The Western powers lobbied the International Court of Justice hard to obtain the
Advisory Opinion on Kosovo. When they obtained it they hailed it as a famous victory. Since then they have come to regret it bitterly, and since Crimea cited it in its unilateral declaration of independence from Ukraine they have completely stopped talking about it.
The Russians by contrast talk about the Advisory Opinion on Kosovo whenever the subject of the alleged ‘illegality’ of Crimea’s unification with Russia is brought up. President Putin was the first to do so in the
speech he made immediately following Crimea’s unification with Russia on 18th March 2014
As it declared independence and decided to hold a referendum, the Supreme Council of Crimea referred to the United Nations Charter, which speaks of the right of nations to self-determination. Incidentally, I would like to remind you that when Ukraine seceded from the USSR it did exactly the same thing, almost word for word. Ukraine used this right, yet the residents of Crimea are denied it. Why is that?
Moreover, the Crimean authorities referred to the well-known Kosovo precedent – a precedent our western colleagues created with their own hands in a very similar situation, when they agreed that the unilateral separation of Kosovo from Serbia, exactly what Crimea is doing now, was legitimate and did not require any permission from the country’s central authorities. Pursuant to Article 2, Chapter 1 of the United Nations Charter, the UN International Court agreed with this approach and made the following comment in its ruling of July 22, 2010, and I quote: “No general prohibition may be inferred from the practice of the Security Council with regard to declarations of independence,” and “General international law contains no prohibition on declarations of independence.” Crystal clear, as they say.

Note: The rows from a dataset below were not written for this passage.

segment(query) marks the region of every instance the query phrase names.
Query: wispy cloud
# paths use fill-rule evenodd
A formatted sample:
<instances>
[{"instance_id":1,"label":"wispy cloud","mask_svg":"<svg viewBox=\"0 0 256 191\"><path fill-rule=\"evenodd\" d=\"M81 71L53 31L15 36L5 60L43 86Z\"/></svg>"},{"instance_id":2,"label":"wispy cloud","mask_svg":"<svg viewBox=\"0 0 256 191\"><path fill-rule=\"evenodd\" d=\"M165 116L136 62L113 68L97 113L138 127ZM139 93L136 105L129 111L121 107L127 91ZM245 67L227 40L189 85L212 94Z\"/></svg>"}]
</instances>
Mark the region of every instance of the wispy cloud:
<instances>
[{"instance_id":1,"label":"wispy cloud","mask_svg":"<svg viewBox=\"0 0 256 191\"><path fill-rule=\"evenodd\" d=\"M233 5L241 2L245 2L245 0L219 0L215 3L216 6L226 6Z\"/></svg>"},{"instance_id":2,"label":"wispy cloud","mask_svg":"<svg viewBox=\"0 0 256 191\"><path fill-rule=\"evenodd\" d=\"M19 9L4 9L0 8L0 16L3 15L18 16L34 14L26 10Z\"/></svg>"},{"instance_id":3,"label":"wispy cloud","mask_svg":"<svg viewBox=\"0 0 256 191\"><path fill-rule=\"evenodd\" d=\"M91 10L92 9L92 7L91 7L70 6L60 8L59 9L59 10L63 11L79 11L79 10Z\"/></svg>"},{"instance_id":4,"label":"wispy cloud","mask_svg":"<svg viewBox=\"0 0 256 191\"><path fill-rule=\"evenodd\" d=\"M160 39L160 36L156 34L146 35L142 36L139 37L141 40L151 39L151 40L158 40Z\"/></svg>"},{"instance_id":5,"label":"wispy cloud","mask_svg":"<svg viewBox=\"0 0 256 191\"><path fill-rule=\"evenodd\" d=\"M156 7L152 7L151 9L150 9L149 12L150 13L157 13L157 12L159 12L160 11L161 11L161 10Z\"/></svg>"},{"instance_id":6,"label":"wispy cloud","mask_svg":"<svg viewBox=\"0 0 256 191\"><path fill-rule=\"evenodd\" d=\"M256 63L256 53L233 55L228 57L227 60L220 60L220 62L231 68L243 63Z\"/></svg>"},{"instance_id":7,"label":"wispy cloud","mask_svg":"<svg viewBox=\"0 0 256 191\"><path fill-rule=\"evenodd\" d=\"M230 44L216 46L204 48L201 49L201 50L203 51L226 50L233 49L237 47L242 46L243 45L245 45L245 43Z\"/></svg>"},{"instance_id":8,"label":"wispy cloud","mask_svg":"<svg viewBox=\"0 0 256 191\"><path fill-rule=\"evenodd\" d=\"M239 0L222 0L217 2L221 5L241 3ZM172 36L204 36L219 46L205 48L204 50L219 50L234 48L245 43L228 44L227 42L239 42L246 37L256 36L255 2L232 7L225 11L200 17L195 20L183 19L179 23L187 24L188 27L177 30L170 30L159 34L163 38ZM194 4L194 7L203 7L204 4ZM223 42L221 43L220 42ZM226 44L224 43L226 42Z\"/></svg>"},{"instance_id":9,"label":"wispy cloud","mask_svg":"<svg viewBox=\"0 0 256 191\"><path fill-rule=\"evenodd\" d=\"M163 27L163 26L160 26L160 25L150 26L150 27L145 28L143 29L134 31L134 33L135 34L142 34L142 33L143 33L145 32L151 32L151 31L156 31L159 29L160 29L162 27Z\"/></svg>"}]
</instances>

I do not like to resort to quotes, but in this case, I cannot help it. Here is a quote from another official document: the Written Statement of the United States of America of April 17, 2009, submitted to the same UN International Court in connection with the hearings on Kosovo. Again, I quote: “Declarations of independence may, and often do, violate domestic legislation. However, this does not make them violations of international law.” End of quote. They wrote this, disseminated it all over the world, had everyone agreed and now they are outraged. Over what? The actions of Crimean people completely fit in with these instructions, as it were. For some reason, things that Kosovo Albanians (and we have full respect for them) were permitted to do, Russians, Ukrainians and Crimean Tatars in Crimea are not allowed. Again, one wonders why.
(bold italics added)
By failing to ask the International Court of Justice to declare Crimea’s secession from Ukraine and subsequent union with Russia to be contrary to international law Ukraine appears to be conceding the point. Though Ukraine and its Western allies will doubtless go on calling Crimea’s secession from Ukraine ‘illegal’, in terms of international law there are actually no grounds to do so. Ukraine’s conduct of its case in the International Court of Justice effectively admits as much.
As to the eventual outcome of the case, I am not an expert in this field. I understand the Russians are denying that the International Court of Justice has the jurisdiction to hear the case. I suspect they are right and that the International Court of Justice will agree with them.
Even if it doesn’t and even if the case goes to a full hearing – which may take years – I doubt Ukraine will be able to prove many of the claims it is making, or that it will achieve much or indeed anything in the end by bringing the case. The stony silence of Western governments and of the Western media about the case all but says as much.